The biggest take from this pass, is how we as humans are determining what’s success and the intent / meaning behind it. As many of you I’ve participated in lots of initiatives throughout my career and life, and I felt some of them lack of  intent. Based on my read, this intent usually brings clarity to people, something that vision/mission statements or goals do not.

Another side effect from this era, when humans are 24/7 online and available, is that there are not enough limits around our time. Setting up boundaries in the way we work and handle personal life, reduces the amount of times we need to say “NO” to someone, and focus more on our “objective” rather than someone else’s.

Again, there are so many great quotes and examples. Some of my favourites.

From Tom Friel, the former CEO of Heidrick & Struggles: “We need to learn the slow 'yes' and the quick 'no?”
From Stephen King: "To write is human, to edit is divine.”

Great concepts in the book I didn’t know before.

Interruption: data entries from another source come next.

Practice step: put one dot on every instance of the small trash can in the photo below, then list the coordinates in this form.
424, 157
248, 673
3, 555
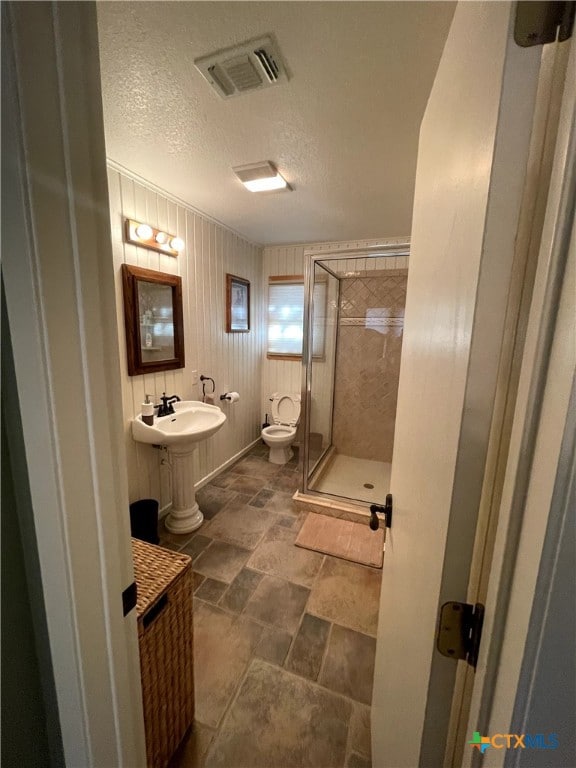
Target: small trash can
144, 520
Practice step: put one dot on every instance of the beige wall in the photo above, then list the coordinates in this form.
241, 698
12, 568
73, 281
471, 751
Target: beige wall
233, 360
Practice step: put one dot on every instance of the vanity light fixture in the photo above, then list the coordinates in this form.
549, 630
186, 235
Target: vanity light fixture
145, 236
261, 177
144, 231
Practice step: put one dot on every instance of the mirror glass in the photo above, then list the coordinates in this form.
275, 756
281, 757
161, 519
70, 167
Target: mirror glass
156, 321
153, 320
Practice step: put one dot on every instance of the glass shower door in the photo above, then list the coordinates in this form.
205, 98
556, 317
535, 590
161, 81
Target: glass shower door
323, 294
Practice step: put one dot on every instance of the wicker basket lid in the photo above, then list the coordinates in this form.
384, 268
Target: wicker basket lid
155, 568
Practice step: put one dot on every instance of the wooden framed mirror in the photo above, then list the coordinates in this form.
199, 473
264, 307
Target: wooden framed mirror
153, 320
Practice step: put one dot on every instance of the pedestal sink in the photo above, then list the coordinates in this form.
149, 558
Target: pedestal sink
181, 431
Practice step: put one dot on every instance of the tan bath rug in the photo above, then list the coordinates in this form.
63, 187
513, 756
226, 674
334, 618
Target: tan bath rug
350, 541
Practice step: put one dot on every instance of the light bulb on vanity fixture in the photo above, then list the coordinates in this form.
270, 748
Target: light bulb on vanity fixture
177, 244
144, 231
145, 236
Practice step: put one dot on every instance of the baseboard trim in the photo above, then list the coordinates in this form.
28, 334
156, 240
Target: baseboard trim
205, 480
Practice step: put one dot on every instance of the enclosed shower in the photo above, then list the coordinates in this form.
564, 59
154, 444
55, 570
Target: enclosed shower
354, 319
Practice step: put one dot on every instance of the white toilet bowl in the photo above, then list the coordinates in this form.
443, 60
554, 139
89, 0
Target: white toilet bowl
280, 435
280, 440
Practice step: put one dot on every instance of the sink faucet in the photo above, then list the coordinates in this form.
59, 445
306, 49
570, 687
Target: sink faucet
166, 408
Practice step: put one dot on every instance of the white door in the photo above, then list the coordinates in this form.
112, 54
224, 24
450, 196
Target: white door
472, 159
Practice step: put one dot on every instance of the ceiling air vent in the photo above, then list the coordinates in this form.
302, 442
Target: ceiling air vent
248, 67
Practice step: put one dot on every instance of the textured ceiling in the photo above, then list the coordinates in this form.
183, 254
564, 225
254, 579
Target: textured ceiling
343, 130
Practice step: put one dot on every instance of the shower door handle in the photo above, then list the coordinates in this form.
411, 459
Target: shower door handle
386, 510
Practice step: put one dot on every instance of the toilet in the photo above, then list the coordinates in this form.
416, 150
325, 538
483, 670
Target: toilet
280, 435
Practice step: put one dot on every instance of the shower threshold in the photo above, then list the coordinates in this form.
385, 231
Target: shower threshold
353, 479
332, 507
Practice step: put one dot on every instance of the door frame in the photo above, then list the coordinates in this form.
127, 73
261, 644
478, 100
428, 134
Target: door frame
60, 299
541, 415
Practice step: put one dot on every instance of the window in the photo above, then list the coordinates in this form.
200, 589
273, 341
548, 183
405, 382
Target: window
286, 317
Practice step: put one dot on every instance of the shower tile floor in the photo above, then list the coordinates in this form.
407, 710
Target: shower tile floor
347, 476
284, 638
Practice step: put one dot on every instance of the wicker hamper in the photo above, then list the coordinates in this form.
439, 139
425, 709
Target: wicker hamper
164, 609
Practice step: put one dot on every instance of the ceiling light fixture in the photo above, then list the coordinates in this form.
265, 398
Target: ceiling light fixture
261, 177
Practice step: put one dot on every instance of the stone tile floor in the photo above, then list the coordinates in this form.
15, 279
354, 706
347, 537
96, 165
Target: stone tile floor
284, 638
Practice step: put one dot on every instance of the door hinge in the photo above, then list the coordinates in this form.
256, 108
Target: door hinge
386, 510
129, 598
460, 630
538, 23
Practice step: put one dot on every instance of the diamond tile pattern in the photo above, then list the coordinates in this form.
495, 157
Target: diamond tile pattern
368, 367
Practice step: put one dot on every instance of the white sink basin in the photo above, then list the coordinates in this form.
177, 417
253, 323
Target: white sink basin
191, 422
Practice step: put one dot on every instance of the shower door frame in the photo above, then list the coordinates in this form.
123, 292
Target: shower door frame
385, 250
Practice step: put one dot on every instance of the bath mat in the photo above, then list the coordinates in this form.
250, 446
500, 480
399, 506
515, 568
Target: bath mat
341, 538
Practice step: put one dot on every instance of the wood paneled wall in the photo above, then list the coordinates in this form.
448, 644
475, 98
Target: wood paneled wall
234, 361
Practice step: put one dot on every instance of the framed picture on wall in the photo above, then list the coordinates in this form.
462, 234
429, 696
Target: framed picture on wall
237, 304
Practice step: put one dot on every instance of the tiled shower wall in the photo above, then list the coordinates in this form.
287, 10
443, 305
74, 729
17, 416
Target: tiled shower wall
234, 361
286, 375
368, 363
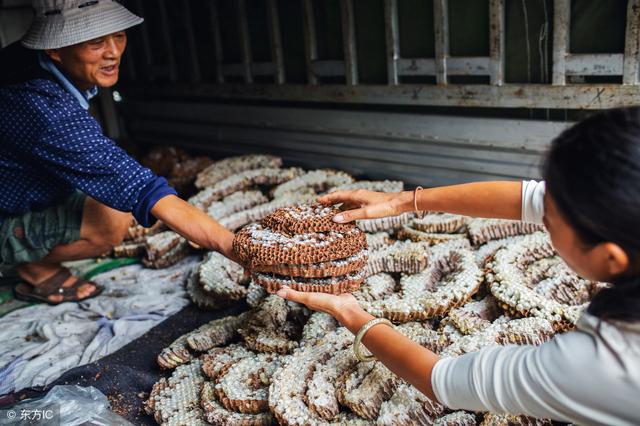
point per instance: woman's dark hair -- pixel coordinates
(592, 172)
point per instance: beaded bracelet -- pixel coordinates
(419, 213)
(357, 342)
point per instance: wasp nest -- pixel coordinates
(303, 248)
(529, 279)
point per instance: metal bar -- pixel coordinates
(257, 68)
(232, 69)
(393, 39)
(632, 44)
(496, 41)
(328, 68)
(191, 43)
(245, 42)
(275, 39)
(581, 96)
(468, 65)
(417, 66)
(561, 27)
(594, 64)
(349, 42)
(217, 40)
(264, 68)
(146, 44)
(441, 26)
(171, 60)
(310, 40)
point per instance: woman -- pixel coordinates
(591, 209)
(67, 191)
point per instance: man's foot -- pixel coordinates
(40, 276)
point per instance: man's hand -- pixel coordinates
(363, 204)
(343, 307)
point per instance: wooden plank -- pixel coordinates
(245, 41)
(168, 41)
(191, 42)
(217, 40)
(349, 42)
(441, 25)
(275, 39)
(632, 44)
(496, 41)
(310, 40)
(392, 39)
(561, 27)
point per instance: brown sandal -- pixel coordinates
(52, 286)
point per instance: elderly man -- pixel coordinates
(68, 192)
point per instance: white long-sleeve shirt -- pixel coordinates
(590, 376)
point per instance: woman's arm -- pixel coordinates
(502, 200)
(193, 224)
(401, 355)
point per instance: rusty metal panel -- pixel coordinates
(496, 41)
(349, 41)
(441, 25)
(421, 149)
(594, 64)
(632, 44)
(582, 96)
(525, 135)
(417, 66)
(561, 27)
(392, 39)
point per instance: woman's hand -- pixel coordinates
(343, 307)
(363, 204)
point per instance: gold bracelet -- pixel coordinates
(419, 213)
(357, 342)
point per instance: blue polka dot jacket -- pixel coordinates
(52, 146)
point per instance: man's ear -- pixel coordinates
(617, 260)
(54, 54)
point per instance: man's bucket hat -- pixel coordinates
(61, 23)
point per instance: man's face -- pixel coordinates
(92, 63)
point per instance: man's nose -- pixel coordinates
(113, 49)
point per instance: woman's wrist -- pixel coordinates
(352, 316)
(403, 202)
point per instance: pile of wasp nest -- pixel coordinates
(451, 283)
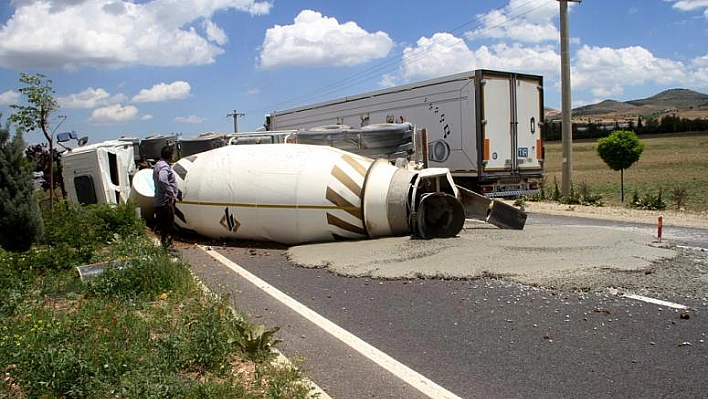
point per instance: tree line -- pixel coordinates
(641, 126)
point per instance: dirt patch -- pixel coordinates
(569, 258)
(669, 217)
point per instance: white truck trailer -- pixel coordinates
(483, 125)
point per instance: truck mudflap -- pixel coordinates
(513, 193)
(491, 211)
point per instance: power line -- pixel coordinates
(391, 62)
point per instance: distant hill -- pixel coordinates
(686, 103)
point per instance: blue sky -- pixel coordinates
(136, 68)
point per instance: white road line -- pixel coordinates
(419, 382)
(655, 301)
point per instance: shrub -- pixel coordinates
(141, 271)
(20, 219)
(74, 234)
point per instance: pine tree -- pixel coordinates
(20, 217)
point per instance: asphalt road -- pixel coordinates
(687, 236)
(475, 339)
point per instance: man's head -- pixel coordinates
(167, 152)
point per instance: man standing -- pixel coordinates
(165, 194)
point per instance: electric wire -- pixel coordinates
(393, 62)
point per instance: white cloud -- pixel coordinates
(215, 33)
(90, 98)
(189, 119)
(113, 114)
(691, 5)
(9, 97)
(521, 20)
(445, 54)
(314, 39)
(177, 90)
(107, 33)
(607, 71)
(688, 5)
(442, 54)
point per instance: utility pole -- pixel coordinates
(566, 123)
(235, 115)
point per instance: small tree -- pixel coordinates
(39, 96)
(620, 150)
(20, 218)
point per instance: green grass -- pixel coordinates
(146, 330)
(668, 161)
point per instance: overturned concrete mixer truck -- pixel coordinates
(287, 193)
(484, 126)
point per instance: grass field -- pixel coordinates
(668, 161)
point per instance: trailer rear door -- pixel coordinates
(510, 113)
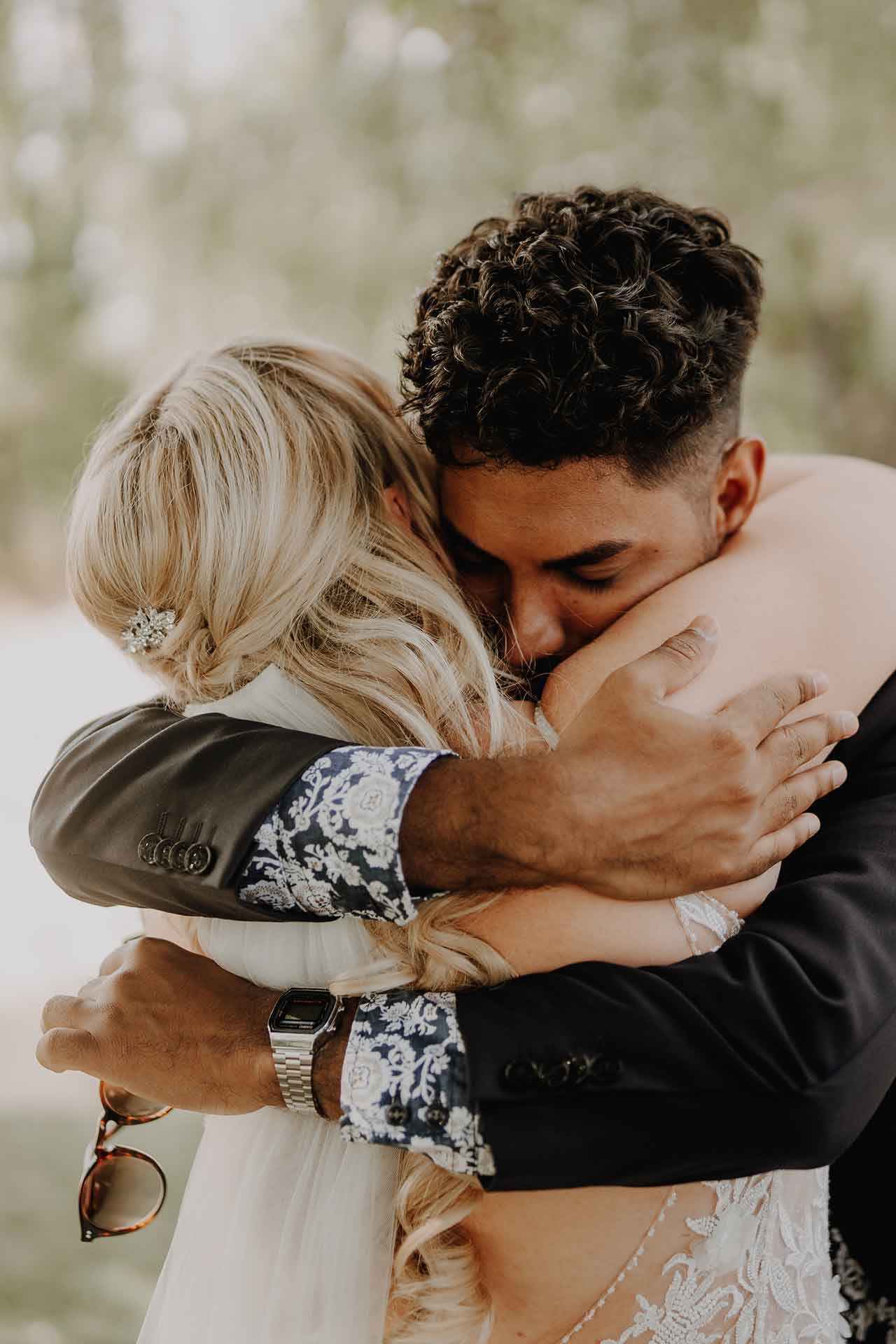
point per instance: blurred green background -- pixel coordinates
(181, 172)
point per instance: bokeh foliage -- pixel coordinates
(195, 169)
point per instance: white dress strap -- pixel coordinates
(546, 729)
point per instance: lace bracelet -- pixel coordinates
(707, 913)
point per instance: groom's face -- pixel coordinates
(555, 556)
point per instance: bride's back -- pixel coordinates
(735, 1261)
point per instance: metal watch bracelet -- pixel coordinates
(295, 1054)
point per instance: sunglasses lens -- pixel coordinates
(125, 1104)
(121, 1193)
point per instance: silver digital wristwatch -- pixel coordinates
(300, 1023)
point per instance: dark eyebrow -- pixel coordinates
(593, 555)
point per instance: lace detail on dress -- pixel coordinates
(872, 1319)
(710, 914)
(757, 1272)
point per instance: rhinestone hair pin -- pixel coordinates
(147, 629)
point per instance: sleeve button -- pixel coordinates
(520, 1074)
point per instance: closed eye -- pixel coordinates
(593, 585)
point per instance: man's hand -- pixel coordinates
(171, 1026)
(673, 802)
(641, 800)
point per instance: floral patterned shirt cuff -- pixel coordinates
(405, 1081)
(331, 844)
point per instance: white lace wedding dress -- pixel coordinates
(285, 1233)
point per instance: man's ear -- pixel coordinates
(738, 486)
(398, 507)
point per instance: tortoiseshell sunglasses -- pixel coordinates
(121, 1189)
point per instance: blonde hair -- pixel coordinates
(246, 495)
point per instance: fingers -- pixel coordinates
(755, 713)
(799, 792)
(780, 846)
(680, 659)
(792, 746)
(69, 1047)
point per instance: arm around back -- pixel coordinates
(773, 1053)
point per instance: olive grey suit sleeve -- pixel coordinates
(150, 809)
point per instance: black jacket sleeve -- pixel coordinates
(773, 1053)
(127, 781)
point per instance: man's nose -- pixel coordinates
(533, 629)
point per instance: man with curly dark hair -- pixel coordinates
(577, 370)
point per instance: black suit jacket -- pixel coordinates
(774, 1053)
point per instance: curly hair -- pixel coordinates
(594, 324)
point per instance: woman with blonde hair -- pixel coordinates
(269, 500)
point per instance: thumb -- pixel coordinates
(681, 657)
(69, 1047)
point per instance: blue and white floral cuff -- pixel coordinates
(405, 1081)
(330, 847)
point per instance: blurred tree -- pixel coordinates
(195, 169)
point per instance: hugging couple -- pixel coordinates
(573, 1000)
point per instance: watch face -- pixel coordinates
(301, 1012)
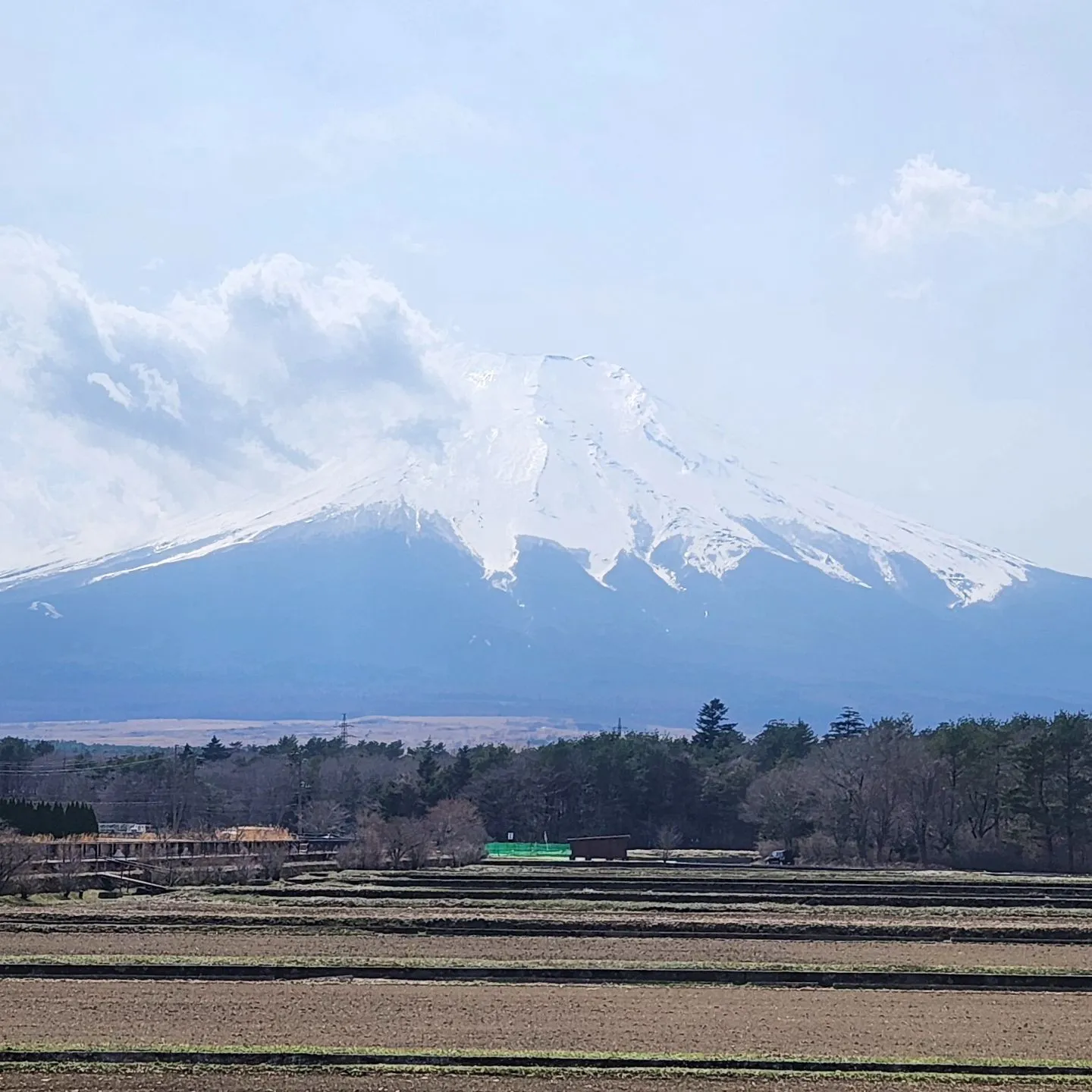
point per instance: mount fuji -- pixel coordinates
(290, 495)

  • "Bozo explosion: A term to describe what happens when a formerly great team or company descends into mediocrity.
  • “Reverse pilot”: Testing whether removing an initiative or activity will have any negative consequences.
  • “Planning fallacy”: Human tendency to underestimate how long a task will take.

Lastly, this book has a great to framework to determine if a life or work project is worth taking not. Ask yourself, what risks this project comes with? What are worst case scenarios, social side effects and financial impact? (Just simplifying here, there’s more of course!).

For anyone struggling determining what’s essential or not, I would recommend this book. Short, concise and clear advice.